As I was thinking through the problem, it seemed to me pretty clear that, although a strict analytical solution was indeed not possible, one based on a ML approach, as heavily guided by expectations from binomial/multinomial probability and divisive clustering, was the way to go. Indeed, I can’t see any other logical and algorithmically efficient way to go about solving this type of problem. The underlying goal and assumptions remain the same as Pritchard et al’s, namely to find groups that approximate Hardy-Weinberg equilibrium, and which therefore represent approximately randomly mating groups. And there is also still a “Monte Carlo” procedure involved, but it’s quite different: always guided by a definite strategy, and much less intense and random than in the Bayesian/MCMC approach. As far as I can tell, nobody’s taken this approach (although I just found an Iowa State student’s dissertation from last year that might), and I don’t know why. I thought it was recognized that defaulting to a uniform (i.e. uninformative) prior probability distribution–because you really have no idea otherwise, or worse, when the idea of some “prior distribution” doesn’t even make sense to begin with–and you have quite a few parameters to estimate, that MCMC algorithms can be very slow to converge (if at all), and to do so to potentially unstable estimates at that. But that’s exactly what the authors did, and there are other limitations of the approach also, such as having to constrain the total number of possible demes to begin with–presumably because the algorithm would choke on the number of possible solutions otherwise.
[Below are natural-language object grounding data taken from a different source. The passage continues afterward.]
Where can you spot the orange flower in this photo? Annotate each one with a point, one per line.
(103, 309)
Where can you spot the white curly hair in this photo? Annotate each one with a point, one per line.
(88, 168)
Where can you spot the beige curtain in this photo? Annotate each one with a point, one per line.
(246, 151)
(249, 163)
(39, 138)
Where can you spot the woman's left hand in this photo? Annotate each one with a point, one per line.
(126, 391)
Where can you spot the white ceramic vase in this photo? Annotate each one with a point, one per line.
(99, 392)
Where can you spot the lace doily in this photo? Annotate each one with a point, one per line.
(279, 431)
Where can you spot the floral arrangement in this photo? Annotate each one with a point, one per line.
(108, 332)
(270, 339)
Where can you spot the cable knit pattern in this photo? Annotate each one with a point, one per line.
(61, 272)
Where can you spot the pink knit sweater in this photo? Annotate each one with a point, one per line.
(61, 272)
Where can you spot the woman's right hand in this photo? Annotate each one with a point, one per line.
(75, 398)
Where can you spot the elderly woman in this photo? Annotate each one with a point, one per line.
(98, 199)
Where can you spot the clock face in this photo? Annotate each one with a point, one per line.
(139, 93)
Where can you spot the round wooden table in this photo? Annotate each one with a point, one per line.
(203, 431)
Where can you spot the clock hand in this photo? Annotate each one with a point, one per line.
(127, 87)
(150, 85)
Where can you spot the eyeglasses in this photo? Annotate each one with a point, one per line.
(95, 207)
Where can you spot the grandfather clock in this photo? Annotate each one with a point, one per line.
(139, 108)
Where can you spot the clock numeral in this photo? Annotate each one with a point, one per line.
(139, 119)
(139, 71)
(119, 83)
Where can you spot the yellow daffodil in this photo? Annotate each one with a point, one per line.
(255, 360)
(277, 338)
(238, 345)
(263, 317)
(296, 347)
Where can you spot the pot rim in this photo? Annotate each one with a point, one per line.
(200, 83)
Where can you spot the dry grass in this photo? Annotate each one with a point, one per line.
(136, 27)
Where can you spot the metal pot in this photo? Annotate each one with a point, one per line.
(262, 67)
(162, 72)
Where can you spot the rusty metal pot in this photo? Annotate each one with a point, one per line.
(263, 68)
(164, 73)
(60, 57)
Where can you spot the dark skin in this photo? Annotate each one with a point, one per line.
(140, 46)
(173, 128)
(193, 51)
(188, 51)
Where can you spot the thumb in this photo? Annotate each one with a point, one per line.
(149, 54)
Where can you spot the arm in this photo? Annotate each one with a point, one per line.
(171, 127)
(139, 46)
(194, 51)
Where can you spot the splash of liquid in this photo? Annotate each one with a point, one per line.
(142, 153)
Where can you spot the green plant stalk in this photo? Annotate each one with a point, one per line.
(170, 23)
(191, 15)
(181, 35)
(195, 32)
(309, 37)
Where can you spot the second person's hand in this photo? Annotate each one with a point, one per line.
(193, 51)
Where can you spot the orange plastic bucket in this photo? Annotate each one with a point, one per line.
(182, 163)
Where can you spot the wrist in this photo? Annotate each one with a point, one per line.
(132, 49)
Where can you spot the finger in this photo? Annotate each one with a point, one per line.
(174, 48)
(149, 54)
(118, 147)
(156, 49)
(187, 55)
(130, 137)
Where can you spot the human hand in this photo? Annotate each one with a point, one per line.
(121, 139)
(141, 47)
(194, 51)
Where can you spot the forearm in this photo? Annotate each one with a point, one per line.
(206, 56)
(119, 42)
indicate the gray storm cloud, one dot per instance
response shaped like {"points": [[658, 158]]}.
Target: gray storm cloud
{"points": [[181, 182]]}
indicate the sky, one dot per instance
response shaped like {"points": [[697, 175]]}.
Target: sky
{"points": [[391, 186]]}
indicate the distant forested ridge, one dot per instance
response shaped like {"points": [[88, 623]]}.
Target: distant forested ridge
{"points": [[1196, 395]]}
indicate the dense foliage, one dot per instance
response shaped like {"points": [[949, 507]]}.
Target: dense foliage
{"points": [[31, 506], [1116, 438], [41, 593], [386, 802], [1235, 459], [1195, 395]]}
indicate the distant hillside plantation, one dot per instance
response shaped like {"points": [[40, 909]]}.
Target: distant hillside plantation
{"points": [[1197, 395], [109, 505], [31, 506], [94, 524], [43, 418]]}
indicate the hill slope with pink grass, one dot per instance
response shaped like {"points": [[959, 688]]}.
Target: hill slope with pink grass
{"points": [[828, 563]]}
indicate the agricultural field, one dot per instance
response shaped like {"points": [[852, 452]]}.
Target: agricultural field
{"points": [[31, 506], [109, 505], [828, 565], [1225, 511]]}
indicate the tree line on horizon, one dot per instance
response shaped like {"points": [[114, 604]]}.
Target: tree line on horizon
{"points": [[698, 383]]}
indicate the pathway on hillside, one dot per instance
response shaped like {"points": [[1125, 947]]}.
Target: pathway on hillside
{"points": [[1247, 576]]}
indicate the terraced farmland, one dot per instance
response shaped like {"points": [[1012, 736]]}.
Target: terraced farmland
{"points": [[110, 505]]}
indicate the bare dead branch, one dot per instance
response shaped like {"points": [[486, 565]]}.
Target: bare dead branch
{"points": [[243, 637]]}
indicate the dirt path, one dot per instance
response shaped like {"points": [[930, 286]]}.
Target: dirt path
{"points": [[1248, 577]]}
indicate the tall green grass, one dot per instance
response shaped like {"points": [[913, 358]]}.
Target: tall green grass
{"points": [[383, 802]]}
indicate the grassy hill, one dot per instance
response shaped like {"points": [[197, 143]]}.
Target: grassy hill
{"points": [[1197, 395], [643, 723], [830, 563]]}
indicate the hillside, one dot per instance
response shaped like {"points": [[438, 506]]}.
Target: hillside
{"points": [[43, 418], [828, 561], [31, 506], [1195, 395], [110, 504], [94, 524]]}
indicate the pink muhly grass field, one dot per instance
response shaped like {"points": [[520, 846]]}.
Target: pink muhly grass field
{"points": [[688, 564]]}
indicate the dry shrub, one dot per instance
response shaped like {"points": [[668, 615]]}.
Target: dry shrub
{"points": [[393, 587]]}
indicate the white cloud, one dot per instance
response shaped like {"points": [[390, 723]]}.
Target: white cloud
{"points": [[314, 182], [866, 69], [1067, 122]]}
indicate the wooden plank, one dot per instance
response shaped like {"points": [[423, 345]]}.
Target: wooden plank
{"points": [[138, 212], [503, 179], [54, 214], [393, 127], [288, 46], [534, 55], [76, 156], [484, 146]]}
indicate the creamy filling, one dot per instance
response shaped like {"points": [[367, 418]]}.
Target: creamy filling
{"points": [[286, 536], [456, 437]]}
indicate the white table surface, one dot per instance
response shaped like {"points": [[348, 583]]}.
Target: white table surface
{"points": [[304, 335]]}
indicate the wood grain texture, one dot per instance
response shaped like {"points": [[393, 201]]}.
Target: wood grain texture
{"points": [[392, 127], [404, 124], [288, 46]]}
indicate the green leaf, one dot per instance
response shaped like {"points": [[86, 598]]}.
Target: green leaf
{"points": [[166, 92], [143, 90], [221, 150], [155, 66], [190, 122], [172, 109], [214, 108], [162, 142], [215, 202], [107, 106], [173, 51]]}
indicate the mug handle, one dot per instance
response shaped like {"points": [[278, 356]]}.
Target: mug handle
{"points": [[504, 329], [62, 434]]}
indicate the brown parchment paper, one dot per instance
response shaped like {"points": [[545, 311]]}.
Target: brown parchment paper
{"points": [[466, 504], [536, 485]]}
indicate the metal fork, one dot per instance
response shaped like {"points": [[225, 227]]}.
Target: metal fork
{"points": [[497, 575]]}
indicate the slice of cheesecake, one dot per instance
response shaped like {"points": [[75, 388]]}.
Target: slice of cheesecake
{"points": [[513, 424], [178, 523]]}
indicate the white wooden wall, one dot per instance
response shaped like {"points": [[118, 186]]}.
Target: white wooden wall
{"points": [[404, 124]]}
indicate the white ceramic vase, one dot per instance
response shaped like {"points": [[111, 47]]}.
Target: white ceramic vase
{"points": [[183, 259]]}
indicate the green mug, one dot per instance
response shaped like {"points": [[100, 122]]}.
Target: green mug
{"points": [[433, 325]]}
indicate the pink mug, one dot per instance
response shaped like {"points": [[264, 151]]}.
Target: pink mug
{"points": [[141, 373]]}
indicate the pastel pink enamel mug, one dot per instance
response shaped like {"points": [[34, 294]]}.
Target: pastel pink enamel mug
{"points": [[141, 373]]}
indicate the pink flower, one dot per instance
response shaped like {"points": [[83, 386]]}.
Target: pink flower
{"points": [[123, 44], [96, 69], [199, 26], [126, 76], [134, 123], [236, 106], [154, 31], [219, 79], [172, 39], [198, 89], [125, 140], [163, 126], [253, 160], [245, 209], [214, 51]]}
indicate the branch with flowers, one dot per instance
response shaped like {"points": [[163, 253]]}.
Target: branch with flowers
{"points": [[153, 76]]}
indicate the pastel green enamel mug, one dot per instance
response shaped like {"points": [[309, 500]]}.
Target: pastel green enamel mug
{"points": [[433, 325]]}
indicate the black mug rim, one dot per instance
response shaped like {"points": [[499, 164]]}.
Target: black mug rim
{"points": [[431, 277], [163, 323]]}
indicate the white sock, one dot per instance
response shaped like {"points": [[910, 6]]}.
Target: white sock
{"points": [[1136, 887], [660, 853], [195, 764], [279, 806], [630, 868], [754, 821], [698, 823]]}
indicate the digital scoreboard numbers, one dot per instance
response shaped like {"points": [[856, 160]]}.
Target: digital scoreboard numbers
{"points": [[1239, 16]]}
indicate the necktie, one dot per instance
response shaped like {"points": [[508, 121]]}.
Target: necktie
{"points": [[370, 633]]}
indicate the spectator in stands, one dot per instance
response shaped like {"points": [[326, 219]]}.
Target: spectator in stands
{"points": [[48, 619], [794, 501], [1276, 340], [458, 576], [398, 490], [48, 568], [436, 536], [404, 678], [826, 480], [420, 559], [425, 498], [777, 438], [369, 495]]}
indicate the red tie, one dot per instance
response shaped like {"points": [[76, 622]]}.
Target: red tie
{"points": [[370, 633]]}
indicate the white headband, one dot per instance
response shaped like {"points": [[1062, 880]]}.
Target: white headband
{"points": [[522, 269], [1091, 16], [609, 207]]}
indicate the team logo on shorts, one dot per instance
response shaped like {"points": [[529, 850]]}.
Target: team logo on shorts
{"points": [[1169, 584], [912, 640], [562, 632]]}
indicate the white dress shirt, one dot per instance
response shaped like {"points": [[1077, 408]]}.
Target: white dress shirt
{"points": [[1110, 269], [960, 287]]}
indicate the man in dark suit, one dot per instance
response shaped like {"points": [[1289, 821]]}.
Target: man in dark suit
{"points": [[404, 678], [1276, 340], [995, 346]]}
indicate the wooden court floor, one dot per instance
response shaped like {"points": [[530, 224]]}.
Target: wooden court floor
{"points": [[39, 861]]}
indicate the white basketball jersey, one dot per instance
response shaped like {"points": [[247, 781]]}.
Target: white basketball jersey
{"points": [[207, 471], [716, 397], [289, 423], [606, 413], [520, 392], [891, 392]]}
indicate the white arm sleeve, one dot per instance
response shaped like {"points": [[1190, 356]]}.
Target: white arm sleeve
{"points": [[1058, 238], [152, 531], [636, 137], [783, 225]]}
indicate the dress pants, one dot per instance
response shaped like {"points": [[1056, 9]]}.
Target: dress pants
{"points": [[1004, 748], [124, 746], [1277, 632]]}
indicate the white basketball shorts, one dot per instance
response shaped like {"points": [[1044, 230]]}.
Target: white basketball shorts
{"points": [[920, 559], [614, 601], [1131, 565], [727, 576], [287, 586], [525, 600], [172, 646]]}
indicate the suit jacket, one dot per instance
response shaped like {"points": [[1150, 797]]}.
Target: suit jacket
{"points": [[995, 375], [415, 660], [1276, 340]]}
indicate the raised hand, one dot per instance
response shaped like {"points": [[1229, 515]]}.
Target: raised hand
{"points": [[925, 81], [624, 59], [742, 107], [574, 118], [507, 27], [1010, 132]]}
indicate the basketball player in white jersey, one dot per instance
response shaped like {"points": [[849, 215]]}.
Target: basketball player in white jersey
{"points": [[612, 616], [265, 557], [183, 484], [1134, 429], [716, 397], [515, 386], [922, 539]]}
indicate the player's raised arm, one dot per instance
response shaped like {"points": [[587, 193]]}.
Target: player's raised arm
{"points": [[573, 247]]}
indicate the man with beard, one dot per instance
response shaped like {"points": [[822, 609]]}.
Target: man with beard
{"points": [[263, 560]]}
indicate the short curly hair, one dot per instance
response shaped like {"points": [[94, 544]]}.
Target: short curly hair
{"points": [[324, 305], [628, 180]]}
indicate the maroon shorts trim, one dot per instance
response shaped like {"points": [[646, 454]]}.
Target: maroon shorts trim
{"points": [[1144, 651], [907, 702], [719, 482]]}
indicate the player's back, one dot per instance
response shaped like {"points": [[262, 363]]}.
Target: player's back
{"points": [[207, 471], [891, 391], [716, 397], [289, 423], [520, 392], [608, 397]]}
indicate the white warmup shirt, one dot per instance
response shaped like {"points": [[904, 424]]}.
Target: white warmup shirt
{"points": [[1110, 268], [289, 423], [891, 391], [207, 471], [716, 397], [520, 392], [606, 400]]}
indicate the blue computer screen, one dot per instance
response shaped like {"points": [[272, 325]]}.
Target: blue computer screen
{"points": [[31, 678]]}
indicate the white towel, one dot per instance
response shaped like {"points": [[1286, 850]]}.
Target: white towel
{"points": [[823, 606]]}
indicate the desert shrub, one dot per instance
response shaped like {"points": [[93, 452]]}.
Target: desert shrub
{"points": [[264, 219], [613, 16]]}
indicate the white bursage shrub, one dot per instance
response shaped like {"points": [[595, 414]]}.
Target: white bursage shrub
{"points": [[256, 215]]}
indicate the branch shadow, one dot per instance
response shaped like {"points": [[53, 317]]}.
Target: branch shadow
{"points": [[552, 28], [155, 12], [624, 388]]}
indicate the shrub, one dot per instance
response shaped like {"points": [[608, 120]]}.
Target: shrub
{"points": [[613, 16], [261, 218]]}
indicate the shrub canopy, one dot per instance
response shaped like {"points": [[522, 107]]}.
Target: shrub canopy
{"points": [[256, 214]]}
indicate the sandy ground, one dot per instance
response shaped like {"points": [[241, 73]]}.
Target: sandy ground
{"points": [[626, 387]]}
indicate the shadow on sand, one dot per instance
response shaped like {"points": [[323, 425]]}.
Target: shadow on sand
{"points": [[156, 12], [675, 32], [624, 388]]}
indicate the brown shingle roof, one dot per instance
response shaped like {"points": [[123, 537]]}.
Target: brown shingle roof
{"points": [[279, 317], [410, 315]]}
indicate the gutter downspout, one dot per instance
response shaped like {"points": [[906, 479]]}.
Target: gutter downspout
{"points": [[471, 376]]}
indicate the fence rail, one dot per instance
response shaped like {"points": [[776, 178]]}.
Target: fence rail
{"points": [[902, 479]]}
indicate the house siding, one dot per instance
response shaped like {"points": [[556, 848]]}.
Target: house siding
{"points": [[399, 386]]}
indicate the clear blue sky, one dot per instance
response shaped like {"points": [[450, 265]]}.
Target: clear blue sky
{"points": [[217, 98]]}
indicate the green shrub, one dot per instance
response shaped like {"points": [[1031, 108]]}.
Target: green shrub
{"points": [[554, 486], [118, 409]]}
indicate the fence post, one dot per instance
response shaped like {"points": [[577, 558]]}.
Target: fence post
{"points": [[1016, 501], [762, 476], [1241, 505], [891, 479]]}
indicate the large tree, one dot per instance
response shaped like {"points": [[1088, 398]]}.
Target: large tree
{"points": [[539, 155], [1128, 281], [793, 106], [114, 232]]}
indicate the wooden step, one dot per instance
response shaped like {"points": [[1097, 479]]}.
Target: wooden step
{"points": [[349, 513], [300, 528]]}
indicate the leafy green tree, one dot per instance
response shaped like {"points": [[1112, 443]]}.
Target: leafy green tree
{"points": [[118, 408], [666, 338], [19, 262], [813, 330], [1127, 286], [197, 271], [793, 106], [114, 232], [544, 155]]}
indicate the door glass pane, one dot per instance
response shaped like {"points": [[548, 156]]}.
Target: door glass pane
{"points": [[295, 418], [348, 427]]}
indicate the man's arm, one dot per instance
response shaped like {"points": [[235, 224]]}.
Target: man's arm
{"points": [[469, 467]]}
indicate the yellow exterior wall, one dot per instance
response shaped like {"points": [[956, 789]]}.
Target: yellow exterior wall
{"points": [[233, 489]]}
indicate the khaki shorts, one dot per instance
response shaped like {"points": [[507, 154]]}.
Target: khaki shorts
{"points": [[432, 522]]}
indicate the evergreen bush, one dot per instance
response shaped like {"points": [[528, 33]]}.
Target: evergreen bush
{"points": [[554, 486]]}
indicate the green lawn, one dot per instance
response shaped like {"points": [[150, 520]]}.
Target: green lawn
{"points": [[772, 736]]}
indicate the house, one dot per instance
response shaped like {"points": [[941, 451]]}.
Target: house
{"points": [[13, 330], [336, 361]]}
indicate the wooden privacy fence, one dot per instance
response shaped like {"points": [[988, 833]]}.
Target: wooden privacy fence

These are the kinds of things I run into far more often than is desirable, and which generate a certain mix of confusion, frustration and depression. If I keep working on this topic–which I find fascinating and which, being statistical, generalizes to different fields, but which I really don’t have time for–I’ll post more details about the two approaches. The fan mail has been clamoring for posts on this topic. Or ask questions if you’re entirely desperate for something to do while waiting for the Final Four to go at it.